Water-FORCE: Water scenarios FOR Copernicus Exploitation
Surface and groundwaters and the environments in which they occur, represent some of the most vulnerable ecosystems to climate change and anthropogenic disturbance. In addition to water security, aquatic environments provide vital ecosystem services supporting for example: climate regulation, biodiversity, water provision, aquaculture, agriculture, fisheries, energy, transport and tourism. The growing number of users and uses, the increasing population, industrialisation and the continuous intensification of land use compound the impacts of climate change and extreme events. Despite this, only a small fraction of our waters are being effectively monitored and managed. Existing monitoring tends to be in isolation, inconsistent and fails to account for the water continuum at the basin scale, including connectivity with ground water and the oceans.
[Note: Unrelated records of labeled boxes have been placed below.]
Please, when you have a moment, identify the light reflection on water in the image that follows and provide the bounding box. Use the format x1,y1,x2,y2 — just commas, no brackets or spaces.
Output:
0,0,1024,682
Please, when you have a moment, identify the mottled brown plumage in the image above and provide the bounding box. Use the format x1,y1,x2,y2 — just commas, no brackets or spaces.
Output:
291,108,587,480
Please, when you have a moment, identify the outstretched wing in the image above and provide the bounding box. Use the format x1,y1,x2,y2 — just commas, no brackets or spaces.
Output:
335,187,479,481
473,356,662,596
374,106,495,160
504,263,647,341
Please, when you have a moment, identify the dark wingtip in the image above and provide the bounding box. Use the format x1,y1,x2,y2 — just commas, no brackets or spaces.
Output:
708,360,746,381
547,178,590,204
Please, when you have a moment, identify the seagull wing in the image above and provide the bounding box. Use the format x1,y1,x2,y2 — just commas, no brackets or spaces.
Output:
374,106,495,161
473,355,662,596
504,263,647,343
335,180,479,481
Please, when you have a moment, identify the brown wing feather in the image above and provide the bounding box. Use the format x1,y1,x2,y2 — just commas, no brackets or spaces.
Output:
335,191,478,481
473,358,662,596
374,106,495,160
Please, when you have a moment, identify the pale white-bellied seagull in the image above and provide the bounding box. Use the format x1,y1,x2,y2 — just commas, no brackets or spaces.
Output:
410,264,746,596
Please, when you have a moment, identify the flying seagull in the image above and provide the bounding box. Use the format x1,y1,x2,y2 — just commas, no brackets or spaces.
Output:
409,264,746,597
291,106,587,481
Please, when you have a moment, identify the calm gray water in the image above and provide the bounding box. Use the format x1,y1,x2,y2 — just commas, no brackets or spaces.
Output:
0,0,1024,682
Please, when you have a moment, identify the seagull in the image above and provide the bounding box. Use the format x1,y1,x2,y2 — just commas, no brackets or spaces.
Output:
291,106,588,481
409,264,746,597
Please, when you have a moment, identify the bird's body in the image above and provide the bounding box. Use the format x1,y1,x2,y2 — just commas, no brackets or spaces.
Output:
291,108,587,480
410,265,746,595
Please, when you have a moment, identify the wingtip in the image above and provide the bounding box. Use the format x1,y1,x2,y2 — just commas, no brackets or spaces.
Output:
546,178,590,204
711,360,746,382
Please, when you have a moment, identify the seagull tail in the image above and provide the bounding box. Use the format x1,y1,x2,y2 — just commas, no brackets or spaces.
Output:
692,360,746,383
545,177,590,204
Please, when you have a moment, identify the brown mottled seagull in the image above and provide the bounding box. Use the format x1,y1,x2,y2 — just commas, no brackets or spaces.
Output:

The increasing availability of free-to-access satellite data from missions such as the Copernicus programme is beginning to radically transform approaches to the assessment, monitoring and the sustainable management of inland, transitional and coastal systems, including the effective targeting of interventions and solutions. The last 5-10 years have witnessed a healthy escalation in research programmes, innovation and services funded by national and EC streams, some of which are now contributing to Copernicus services and others associated with H2020, ESA and nationally funded initiatives and research projects. As a result, this rapid growth has often resulted in overlapping capabilities and duplication. Moreover, the rate of technical advances often outpaces end-user capacity and, consequently, there has often been a lack of co-development with downstream end-user communities to ensure that the product and services are fit for purpose and meet real user requirements.
Whilst the global EO business opportunity has been are estimated to valued at $66 billion in 2020 and projected to continue to grow rapidly, there is a growing awareness of a lack of capacity to fully realise this prospect. The resulting opportunities necessitate the need to work closely with the science, space sector, business and policy communities to benchmark the state-of-the-art, and collectively identify development needs and priorities that will set the agenda for the next phase of research and innovation and capacity building.
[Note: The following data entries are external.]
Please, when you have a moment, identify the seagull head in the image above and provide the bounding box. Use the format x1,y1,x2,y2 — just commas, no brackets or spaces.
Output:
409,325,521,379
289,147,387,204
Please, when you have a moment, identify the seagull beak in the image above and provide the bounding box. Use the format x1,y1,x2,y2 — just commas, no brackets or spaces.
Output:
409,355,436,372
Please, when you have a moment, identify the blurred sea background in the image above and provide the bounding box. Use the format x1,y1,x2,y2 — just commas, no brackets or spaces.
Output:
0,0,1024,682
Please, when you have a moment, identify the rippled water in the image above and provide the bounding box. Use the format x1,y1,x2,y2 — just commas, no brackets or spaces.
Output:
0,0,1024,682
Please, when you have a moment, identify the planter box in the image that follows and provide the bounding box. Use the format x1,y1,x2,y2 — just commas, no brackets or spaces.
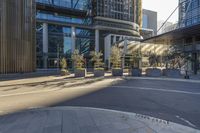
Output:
94,69,105,77
75,69,87,78
60,69,68,76
163,69,181,78
112,69,123,76
130,68,142,77
146,68,162,77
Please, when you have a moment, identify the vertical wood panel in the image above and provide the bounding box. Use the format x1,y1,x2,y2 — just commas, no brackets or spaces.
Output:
0,0,36,74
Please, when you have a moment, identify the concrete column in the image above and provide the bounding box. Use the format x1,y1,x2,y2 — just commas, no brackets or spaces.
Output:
71,27,76,53
104,35,111,69
111,35,117,45
43,23,49,69
95,29,99,52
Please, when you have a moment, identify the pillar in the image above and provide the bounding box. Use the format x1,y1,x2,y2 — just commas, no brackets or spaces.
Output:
95,29,99,52
71,27,76,53
43,23,49,69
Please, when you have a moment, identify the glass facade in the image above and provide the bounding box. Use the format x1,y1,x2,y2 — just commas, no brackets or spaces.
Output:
36,11,92,25
142,14,148,28
96,0,134,22
36,0,90,10
36,0,140,68
179,0,200,27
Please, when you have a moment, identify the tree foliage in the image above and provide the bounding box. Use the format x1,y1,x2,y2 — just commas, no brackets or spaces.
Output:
72,49,84,69
60,57,67,69
130,50,142,68
90,51,104,68
110,46,121,68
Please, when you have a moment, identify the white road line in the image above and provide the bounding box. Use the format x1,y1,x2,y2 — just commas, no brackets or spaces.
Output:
0,88,60,98
111,86,200,95
176,115,196,127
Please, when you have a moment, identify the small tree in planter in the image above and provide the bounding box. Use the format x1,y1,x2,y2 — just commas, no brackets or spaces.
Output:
72,50,86,77
110,46,123,76
146,53,162,77
163,46,184,77
60,57,68,76
130,51,142,76
90,51,105,77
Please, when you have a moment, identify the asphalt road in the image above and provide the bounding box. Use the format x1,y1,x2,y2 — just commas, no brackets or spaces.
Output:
53,79,200,129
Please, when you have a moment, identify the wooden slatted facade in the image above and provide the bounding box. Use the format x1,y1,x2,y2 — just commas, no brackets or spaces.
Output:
0,0,36,74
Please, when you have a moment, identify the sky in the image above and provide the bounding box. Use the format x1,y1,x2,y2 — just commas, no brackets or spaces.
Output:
143,0,178,23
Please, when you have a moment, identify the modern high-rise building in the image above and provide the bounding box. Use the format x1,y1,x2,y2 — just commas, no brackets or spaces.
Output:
141,9,157,39
36,0,142,68
179,0,200,27
0,0,36,74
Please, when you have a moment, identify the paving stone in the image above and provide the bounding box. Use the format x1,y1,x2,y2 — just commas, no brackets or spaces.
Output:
80,126,100,133
112,122,130,129
43,125,62,133
98,124,119,133
62,111,80,133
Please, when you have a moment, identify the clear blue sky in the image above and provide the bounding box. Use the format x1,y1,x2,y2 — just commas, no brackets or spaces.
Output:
143,0,178,22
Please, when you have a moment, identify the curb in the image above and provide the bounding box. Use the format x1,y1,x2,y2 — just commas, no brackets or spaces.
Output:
124,76,200,83
22,106,200,133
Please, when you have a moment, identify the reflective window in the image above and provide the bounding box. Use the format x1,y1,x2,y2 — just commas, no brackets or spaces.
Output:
36,0,90,10
36,11,92,25
76,28,95,56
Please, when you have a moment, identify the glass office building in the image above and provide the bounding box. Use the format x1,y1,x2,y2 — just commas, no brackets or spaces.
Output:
0,0,36,74
36,0,141,68
179,0,200,27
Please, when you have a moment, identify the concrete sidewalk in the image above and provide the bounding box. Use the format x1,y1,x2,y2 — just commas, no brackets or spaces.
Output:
0,107,200,133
By working hand-in-hand with these communities, Water-FORCE will encapsulate the on-going research and innovation in water quality and quantity observation to deliver a roadmap that will set the priorities and capacity building needs to deliver a coherent and consistent water observation strategy that meets the needs of the industry, policy and research communities as well as NGOs and international agencies. With a mission of delivering ‘better, cheaper, faster’, it is critical to that the next phase of EO exploitation not only works closely wih stakeholders and end users, but new opportunities of innovation are exploited, especially in areas of data assimilation into models to enable reliable higher level product development, filling of spatial and temporal gaps, delivering better forecasting, uncertainty estimation, and validated by smart in situ sensor networks including citizen scientists.